History

German Empire
- Name: UC-35
- Ordered: 20 November 1915
- Builder: Blohm & Voss, Hamburg
- Yard number: 276
- Launched: 6 May 1916
- Commissioned: 2 October 1916
- Fate: Sunk, 16 May 1918

General characteristics
- Class & type: Type UC II submarine
- Displacement: 427 t (420 long tons), surfaced; 509 t (501 long tons), submerged;
- Length: 50.35 m (165 ft 2 in) o/a; 40.30 m (132 ft 3 in) pressure hull;
- Beam: 5.22 m (17 ft 2 in) o/a; 3.65 m (12 ft) pressure hull;
- Draught: 3.65 m (12 ft)
- Propulsion: 2 × propeller shafts; 2 × 6-cylinder, 4-stroke diesel engines, 600 PS (440 kW; 590 shp); 2 × electric motors, 460 PS (340 kW; 450 shp);
- Speed: 11.6 knots (21.5 km/h; 13.3 mph), surfaced; 6.8 knots (12.6 km/h; 7.8 mph), submerged;
- Range: 10,180 nmi (18,850 km; 11,710 mi) at 7 knots (13 km/h; 8.1 mph) surfaced; 54 nmi (100 km; 62 mi) at 4 knots (7.4 km/h; 4.6 mph) submerged;
- Test depth: 50 m (160 ft)
- Complement: 26
- Armament: 6 × 100 cm (39.4 in) mine tubes; 18 × UC 200 mines; 3 × 50 cm (19.7 in) torpedo tubes (2 bow/external; one stern); 7 × torpedoes; 1 × 8.8 cm (3.5 in) Uk L/30 deck gun;
- Notes: 35-second diving time

Service record
- Part of: Pola / Mittelmeer / Mittelmeer II Flotilla; 25 December 1916 – 16 May 1918;
- Commanders: Kptlt. Ernst von Voigt; 4 October 1916 – 13 June 1917; Oblt.z.S. Hans Paul Korsch; 14 June 1917 – 16 May 1918;
- Operations: 11 patrols
- Victories: 46 merchant ships sunk (67,348 GRT); 1 warship sunk (970 tons); 1 auxiliary warship sunk (2,766 GRT); 5 merchant ships damaged (16,706 GRT);

= SM UC-35 =

German submarine used during World War I

SM UC-35 was a German Type UC II minelaying submarine or U-boat in the German Imperial Navy (Kaiserliche Marine) during World War I. The U-boat was ordered on 20 November 1915 and was launched on 6 May 1916. She was commissioned into the German Imperial Navy on 2 October 1916 as SM UC-35. In eleven patrols UC-35 was credited with sinking 48 ships, either by torpedo or by mines laid.

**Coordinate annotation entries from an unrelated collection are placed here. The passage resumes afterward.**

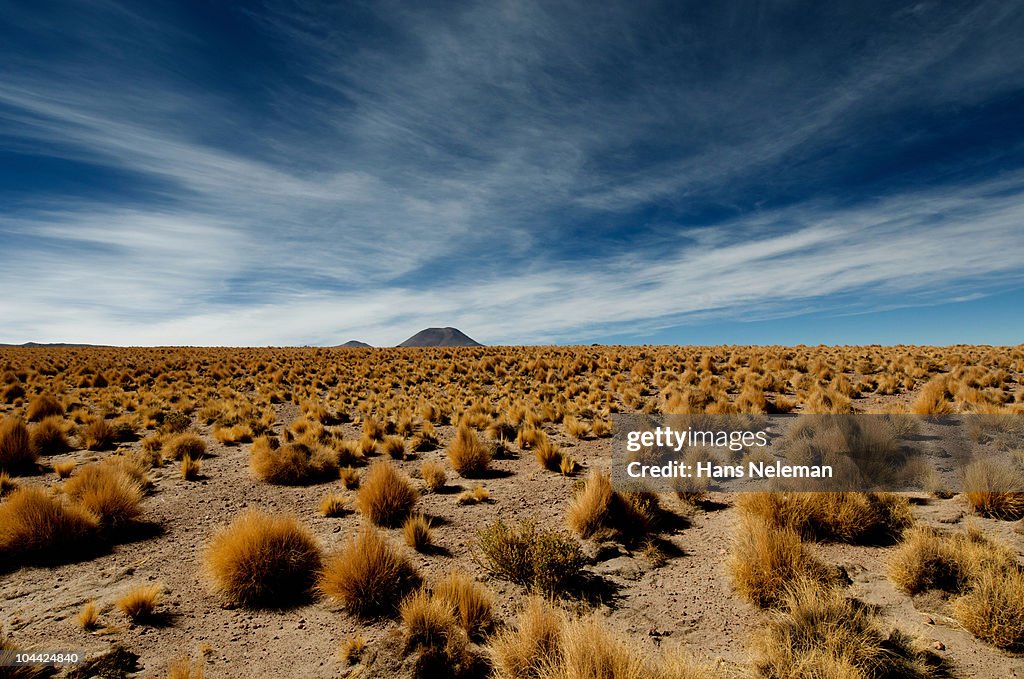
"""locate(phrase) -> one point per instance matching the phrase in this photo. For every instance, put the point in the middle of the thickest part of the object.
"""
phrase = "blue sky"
(679, 172)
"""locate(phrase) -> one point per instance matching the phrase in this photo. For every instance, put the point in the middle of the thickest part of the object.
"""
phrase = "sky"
(295, 172)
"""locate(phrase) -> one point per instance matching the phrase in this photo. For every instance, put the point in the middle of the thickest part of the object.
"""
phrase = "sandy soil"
(688, 600)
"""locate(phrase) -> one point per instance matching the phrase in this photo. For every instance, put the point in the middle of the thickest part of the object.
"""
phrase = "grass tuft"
(369, 575)
(386, 496)
(260, 559)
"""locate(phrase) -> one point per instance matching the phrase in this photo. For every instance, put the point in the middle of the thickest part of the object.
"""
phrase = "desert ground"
(348, 512)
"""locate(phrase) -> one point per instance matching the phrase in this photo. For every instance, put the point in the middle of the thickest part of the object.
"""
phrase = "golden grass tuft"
(433, 474)
(88, 617)
(34, 524)
(548, 455)
(474, 496)
(369, 575)
(928, 559)
(417, 533)
(108, 491)
(542, 559)
(386, 496)
(467, 455)
(394, 447)
(16, 452)
(820, 633)
(334, 505)
(523, 651)
(7, 484)
(139, 603)
(190, 468)
(994, 487)
(351, 649)
(181, 444)
(851, 517)
(431, 632)
(64, 468)
(597, 510)
(547, 643)
(993, 608)
(261, 559)
(349, 477)
(98, 434)
(470, 600)
(766, 560)
(42, 407)
(183, 669)
(48, 436)
(291, 464)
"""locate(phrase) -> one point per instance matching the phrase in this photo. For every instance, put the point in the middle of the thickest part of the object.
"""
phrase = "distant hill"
(440, 337)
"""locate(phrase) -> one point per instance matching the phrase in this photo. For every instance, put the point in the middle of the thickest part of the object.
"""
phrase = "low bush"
(545, 560)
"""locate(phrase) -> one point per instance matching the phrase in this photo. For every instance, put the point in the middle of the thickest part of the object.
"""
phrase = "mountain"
(440, 337)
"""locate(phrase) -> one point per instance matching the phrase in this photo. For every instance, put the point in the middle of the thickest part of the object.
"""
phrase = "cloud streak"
(509, 169)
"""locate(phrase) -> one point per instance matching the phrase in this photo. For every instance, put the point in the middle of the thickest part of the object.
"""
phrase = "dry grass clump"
(333, 505)
(433, 474)
(470, 600)
(139, 603)
(262, 559)
(928, 559)
(351, 648)
(16, 452)
(994, 489)
(181, 444)
(574, 427)
(433, 634)
(597, 510)
(7, 484)
(851, 517)
(48, 436)
(525, 650)
(545, 560)
(369, 575)
(986, 573)
(37, 525)
(349, 477)
(417, 533)
(467, 454)
(190, 468)
(766, 560)
(64, 468)
(183, 669)
(822, 634)
(291, 464)
(547, 643)
(88, 617)
(42, 407)
(548, 455)
(474, 496)
(108, 491)
(993, 608)
(386, 496)
(98, 434)
(394, 447)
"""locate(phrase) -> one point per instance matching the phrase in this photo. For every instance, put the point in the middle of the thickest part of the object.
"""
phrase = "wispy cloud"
(496, 167)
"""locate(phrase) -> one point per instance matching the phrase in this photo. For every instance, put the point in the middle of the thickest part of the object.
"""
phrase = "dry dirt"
(688, 600)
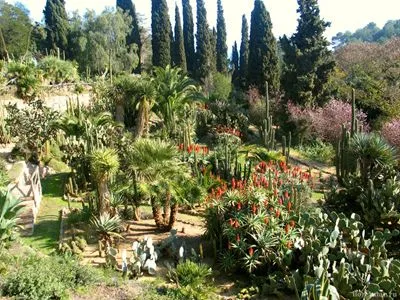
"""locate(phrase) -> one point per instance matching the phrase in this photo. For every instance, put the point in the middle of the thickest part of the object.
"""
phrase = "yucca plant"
(10, 209)
(106, 228)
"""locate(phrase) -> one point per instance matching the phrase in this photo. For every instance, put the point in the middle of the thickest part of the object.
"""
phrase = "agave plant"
(10, 209)
(106, 227)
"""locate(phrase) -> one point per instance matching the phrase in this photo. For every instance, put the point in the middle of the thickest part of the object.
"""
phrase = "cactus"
(345, 165)
(267, 131)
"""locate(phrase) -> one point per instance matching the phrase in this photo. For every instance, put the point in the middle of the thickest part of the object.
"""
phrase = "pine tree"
(244, 54)
(263, 58)
(179, 48)
(188, 36)
(56, 19)
(203, 39)
(308, 61)
(235, 65)
(222, 49)
(161, 33)
(133, 37)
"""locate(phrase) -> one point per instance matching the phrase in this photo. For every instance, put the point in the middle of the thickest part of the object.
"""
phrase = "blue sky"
(343, 14)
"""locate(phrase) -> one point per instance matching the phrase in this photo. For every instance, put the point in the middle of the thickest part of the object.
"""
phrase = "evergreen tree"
(213, 50)
(56, 19)
(203, 45)
(188, 36)
(179, 48)
(222, 49)
(263, 58)
(161, 33)
(244, 54)
(235, 65)
(134, 36)
(308, 61)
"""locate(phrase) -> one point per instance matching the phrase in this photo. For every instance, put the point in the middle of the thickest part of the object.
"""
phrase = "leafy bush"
(325, 122)
(192, 280)
(26, 77)
(391, 132)
(58, 71)
(254, 220)
(318, 151)
(47, 278)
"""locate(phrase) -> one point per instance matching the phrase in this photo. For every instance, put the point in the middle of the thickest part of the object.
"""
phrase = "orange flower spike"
(251, 251)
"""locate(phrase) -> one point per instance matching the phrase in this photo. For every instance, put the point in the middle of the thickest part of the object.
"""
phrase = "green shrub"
(318, 151)
(58, 71)
(47, 278)
(26, 77)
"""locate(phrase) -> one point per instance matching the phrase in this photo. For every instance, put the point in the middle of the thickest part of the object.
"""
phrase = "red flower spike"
(289, 206)
(287, 228)
(251, 251)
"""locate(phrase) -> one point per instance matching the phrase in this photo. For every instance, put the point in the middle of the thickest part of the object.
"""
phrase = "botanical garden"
(147, 164)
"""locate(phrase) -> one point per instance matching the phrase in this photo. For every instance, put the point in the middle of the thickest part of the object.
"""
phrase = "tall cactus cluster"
(268, 131)
(345, 165)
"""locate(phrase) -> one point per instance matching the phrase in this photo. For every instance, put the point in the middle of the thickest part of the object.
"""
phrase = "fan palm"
(10, 208)
(175, 92)
(158, 171)
(104, 164)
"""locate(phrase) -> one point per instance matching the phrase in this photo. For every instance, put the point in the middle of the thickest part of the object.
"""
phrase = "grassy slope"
(47, 227)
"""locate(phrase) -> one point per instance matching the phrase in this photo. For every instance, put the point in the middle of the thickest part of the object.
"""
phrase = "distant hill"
(370, 33)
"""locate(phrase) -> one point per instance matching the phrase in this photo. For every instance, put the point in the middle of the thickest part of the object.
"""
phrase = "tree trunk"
(167, 208)
(104, 197)
(120, 112)
(157, 214)
(173, 216)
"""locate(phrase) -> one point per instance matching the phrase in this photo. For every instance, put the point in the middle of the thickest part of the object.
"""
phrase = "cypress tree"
(244, 54)
(222, 49)
(213, 50)
(203, 37)
(56, 19)
(161, 33)
(179, 48)
(263, 58)
(188, 36)
(235, 65)
(133, 37)
(308, 61)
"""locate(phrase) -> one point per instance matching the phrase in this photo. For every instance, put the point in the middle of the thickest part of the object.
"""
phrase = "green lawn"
(47, 227)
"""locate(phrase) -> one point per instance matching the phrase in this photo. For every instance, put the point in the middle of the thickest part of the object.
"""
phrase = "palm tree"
(159, 173)
(175, 92)
(10, 209)
(104, 164)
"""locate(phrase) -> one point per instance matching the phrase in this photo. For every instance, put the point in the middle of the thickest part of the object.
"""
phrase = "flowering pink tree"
(391, 132)
(324, 122)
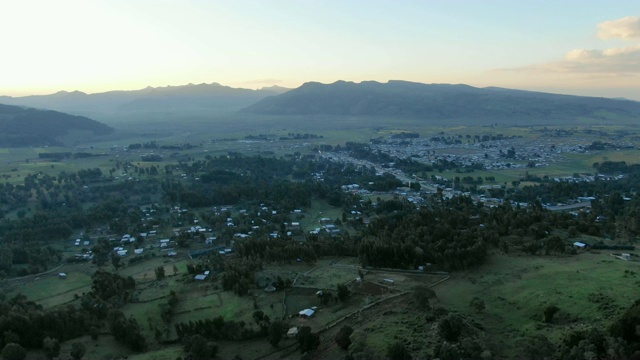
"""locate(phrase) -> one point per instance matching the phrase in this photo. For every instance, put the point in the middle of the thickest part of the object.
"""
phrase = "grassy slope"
(516, 290)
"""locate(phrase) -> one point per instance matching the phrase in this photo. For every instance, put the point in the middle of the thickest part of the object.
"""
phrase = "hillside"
(187, 98)
(31, 127)
(401, 99)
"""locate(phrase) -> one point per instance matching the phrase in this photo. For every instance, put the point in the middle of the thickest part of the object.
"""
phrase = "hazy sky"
(579, 47)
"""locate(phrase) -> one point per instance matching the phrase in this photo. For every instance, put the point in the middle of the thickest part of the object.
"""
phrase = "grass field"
(589, 288)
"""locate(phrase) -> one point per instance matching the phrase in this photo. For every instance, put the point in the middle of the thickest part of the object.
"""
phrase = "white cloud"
(612, 62)
(627, 28)
(607, 63)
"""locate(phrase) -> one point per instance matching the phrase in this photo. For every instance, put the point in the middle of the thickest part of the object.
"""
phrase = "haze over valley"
(319, 180)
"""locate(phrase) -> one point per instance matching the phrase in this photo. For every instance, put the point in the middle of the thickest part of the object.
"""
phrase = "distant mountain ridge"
(21, 126)
(208, 97)
(440, 102)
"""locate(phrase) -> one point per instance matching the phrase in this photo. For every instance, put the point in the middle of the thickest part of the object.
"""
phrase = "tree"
(343, 292)
(274, 334)
(159, 273)
(78, 350)
(13, 351)
(307, 340)
(422, 294)
(197, 347)
(397, 351)
(116, 260)
(343, 337)
(451, 327)
(51, 347)
(549, 312)
(477, 304)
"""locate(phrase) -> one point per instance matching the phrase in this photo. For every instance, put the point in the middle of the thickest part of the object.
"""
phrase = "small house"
(293, 332)
(306, 313)
(580, 245)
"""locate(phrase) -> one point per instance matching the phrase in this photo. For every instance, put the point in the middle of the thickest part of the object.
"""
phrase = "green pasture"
(517, 289)
(319, 209)
(328, 277)
(49, 290)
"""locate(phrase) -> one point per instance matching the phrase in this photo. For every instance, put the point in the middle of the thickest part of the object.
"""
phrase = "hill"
(31, 127)
(187, 98)
(402, 99)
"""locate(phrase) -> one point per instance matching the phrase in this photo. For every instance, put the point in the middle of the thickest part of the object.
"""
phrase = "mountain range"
(21, 126)
(186, 98)
(433, 102)
(370, 103)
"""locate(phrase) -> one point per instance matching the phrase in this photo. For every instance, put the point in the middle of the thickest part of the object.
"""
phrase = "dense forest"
(441, 234)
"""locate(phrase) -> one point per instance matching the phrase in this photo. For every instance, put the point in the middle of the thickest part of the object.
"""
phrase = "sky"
(581, 47)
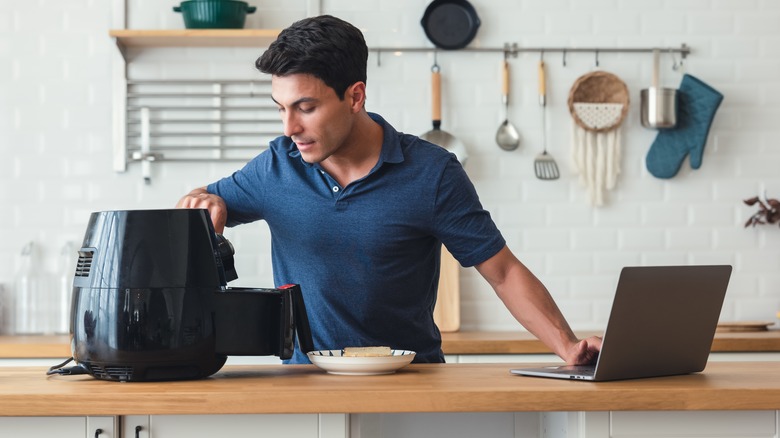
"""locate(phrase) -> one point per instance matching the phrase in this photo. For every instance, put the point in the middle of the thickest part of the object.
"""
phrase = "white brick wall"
(55, 141)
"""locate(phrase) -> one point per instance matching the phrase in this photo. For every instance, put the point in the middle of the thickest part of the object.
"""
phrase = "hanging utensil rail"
(513, 49)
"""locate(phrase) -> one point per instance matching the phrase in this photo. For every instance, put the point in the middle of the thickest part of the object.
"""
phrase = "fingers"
(200, 198)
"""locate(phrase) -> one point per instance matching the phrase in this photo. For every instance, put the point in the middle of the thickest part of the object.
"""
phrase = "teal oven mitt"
(696, 106)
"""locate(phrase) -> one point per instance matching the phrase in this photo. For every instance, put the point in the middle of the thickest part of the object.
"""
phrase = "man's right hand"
(200, 198)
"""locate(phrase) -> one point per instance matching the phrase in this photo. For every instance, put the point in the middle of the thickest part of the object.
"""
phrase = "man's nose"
(291, 125)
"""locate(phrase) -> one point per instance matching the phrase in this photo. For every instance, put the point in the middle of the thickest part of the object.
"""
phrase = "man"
(358, 211)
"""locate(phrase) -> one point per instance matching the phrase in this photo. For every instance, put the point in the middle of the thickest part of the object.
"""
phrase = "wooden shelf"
(195, 37)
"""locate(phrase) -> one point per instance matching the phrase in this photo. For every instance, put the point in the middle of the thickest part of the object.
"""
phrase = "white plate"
(334, 362)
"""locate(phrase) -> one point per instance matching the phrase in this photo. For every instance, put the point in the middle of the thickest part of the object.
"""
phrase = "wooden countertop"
(452, 343)
(26, 391)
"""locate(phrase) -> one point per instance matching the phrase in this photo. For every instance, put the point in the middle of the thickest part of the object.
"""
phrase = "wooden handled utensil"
(545, 166)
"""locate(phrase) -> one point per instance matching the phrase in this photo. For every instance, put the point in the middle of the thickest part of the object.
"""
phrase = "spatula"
(544, 165)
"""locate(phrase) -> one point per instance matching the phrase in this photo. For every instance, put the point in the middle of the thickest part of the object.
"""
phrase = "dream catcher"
(598, 103)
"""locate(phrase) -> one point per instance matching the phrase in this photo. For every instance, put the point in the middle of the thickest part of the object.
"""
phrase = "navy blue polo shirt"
(366, 255)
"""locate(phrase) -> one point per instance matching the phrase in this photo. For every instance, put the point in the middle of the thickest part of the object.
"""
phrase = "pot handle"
(656, 67)
(436, 96)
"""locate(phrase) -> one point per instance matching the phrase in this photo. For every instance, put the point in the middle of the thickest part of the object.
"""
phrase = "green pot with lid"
(214, 14)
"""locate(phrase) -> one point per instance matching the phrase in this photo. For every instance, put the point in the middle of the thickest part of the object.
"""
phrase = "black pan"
(450, 24)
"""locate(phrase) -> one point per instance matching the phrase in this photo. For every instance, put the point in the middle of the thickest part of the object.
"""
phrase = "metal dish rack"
(198, 121)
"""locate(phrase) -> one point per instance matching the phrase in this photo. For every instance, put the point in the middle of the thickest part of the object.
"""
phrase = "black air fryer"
(151, 302)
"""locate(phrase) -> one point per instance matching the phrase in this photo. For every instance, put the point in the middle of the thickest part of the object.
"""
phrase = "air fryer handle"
(300, 318)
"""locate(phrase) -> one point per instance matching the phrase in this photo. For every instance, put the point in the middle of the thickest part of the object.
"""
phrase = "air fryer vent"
(112, 372)
(84, 264)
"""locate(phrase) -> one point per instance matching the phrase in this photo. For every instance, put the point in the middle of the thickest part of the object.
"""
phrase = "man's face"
(313, 115)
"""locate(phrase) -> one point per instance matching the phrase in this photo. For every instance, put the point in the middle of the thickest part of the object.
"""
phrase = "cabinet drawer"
(690, 424)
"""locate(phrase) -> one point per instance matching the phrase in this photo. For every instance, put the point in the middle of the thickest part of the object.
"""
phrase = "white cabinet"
(60, 427)
(244, 425)
(673, 424)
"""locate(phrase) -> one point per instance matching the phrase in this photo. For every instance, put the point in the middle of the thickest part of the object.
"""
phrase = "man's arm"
(531, 304)
(201, 198)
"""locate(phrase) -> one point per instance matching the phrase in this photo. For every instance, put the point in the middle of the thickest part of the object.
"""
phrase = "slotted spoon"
(545, 166)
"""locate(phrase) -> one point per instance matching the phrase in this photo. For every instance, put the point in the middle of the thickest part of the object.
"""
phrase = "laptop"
(662, 323)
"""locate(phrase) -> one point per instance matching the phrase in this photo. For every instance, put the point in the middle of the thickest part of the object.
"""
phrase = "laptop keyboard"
(580, 370)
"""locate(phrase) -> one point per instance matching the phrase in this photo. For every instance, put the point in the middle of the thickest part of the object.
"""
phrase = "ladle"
(507, 136)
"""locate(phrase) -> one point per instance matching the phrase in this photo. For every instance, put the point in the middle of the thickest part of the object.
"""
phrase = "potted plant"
(768, 211)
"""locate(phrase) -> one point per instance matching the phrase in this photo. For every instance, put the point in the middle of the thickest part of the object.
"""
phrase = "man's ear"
(356, 93)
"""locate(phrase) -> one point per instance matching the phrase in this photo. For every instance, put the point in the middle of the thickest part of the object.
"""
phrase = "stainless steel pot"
(658, 106)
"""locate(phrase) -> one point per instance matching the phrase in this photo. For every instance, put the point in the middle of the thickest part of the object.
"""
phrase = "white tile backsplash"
(55, 119)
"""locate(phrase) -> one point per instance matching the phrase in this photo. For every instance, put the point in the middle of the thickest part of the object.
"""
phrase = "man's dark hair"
(325, 47)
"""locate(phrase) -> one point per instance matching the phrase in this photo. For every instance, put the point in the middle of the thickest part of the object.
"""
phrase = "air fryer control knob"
(225, 252)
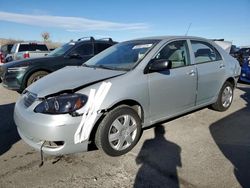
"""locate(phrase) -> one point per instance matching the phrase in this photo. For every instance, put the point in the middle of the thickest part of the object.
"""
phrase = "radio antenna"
(188, 29)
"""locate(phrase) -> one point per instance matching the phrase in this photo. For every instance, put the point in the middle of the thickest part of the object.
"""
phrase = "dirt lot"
(202, 149)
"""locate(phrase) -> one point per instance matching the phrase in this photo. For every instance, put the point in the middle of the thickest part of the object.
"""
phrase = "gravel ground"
(202, 149)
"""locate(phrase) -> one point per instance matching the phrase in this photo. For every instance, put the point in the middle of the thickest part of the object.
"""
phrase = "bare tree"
(45, 36)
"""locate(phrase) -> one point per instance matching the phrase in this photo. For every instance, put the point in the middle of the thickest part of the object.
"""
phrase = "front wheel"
(225, 98)
(119, 131)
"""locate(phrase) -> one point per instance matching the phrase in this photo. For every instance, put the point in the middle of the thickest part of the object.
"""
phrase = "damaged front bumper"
(54, 132)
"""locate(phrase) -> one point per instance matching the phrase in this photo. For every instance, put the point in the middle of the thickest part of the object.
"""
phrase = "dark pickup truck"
(18, 75)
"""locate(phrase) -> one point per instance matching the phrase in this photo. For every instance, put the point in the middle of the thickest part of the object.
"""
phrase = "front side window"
(175, 52)
(84, 50)
(204, 52)
(122, 56)
(62, 49)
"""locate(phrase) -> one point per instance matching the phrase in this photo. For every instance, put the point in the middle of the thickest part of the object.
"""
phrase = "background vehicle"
(20, 74)
(27, 50)
(4, 51)
(131, 85)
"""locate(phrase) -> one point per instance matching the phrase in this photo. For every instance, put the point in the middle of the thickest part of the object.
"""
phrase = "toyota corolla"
(134, 84)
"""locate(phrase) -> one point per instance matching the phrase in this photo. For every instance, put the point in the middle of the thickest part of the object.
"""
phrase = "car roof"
(171, 38)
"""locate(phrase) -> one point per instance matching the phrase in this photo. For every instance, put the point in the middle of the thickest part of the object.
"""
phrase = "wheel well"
(132, 103)
(231, 81)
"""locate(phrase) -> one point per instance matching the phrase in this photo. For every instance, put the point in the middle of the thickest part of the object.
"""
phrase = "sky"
(125, 20)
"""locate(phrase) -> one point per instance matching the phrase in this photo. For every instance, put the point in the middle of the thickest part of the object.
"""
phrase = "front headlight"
(62, 104)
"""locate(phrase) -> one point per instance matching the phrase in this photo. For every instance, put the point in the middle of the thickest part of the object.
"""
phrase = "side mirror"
(158, 65)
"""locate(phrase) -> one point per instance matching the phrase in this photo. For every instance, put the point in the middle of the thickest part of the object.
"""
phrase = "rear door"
(173, 91)
(210, 68)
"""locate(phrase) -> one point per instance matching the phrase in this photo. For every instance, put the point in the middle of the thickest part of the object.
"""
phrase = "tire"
(114, 135)
(225, 98)
(36, 76)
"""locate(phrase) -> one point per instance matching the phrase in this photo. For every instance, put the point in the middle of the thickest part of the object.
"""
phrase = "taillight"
(26, 55)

UC-35 was sunk by gunfire from the French naval trawler Ailly southwest of Sardinia on 16 May 1918 at .

==Design==
A Type UC II submarine, UC-35 had a displacement of 427 t when at the surface and 509 t while submerged. She had a length overall of 50.35 m, a beam of 5.22 m, and a draught of 3.65 m. The submarine was powered by two six-cylinder four-stroke diesel engines each producing 300 PS (a total of 600 PS), two electric motors producing 460 PS, and two propeller shafts. She had a dive time of 35 seconds and was capable of operating at a depth of 50 m.

The submarine had a maximum surface speed of 11.8 kn and a submerged speed of 6.6 kn. When submerged, she could operate for 54 nmi at 4 kn; when surfaced, she could travel 10180 nmi at 7 kn. UC-35 was fitted with six 100 cm mine tubes, eighteen UC 200 mines, three 50 cm torpedo tubes (one on the stern and two on the bow), seven torpedoes, and one 8.8 cm Uk L/30 deck gun. Her complement was twenty-six crew members.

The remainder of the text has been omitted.